Nasza Loteria SR - pasek na kartach artykułów

GKS Tychy - Górnik Łęczna 2:0. Nie mogą wyjść z kryzysu

KK
Marzena Bugala-Azarko / Polska Press
Trwa fatalna passa Górnik Łęczna. Zielono-czarni mają już na swoim koncie 16 spotkań z rzędu bez zwycięstwa w Nice I lidze i nie potrafią wydostać się ze strefy spadkowej. W 27. kolejce podopieczni trenera Bogusława Baniaka przegrali 0:2 wyjazdowe starcie z GKS-em Tychy.

Łęczyński zespół musiał radzić sobie w piątkowej rywalizacji bez swojego kapitana, Grzegorza Bonina. Doświadczony skrzydłowy nie pojechał z drużyną do tych, bowiem w poprzednim meczu z Ruchem Chorzów został strasznie poobijany przez rywali.

Do przerwy na stadionie w Tychach nie padły żadne bramki. Z nielicznych sytuacji stworzonych w pierwszej części spotkania warto odnotować strzał Nikolasa Wróblewskiego, który nieznacznie minął słupek bramki Górnika oraz uderzenie Tomasza Makowskiego obronione w bardzo dobrym stylu przez golkipera gospodarzy.

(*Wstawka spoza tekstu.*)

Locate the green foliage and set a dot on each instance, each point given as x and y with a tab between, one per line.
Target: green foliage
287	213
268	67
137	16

Na początku drugiej połowy inicjatywa należała do łęcznian, ale w 60. minucie to miejscowi wyszli na prowadzenie. Przy jednym z rzutów rożnych dla GKS-u, Arkadiusz Kasperkiewicz sfaulował w polu karnym Marcina Biernata i sędzia wskazał na popularne "wapno". Z jedenastu metrów nie pomylił się Kamil Zapolnik i tyszanie mogli cieszyć się z wyniku 1:0.

"Górnicy" nie zdążyli się jeszcze otrząsnąć po stracie gola, a już stracili kolejnego. W 66. minucie na listę strzelców ponownie wpisał się Zapolnik, który wykorzystał dobre dośrodkowanie Łukasza Grzeszczyka i strzałem głową wpakował piłkę do siatki. Jak się okazało, więcej bramek w tej konfrontacji nie padło.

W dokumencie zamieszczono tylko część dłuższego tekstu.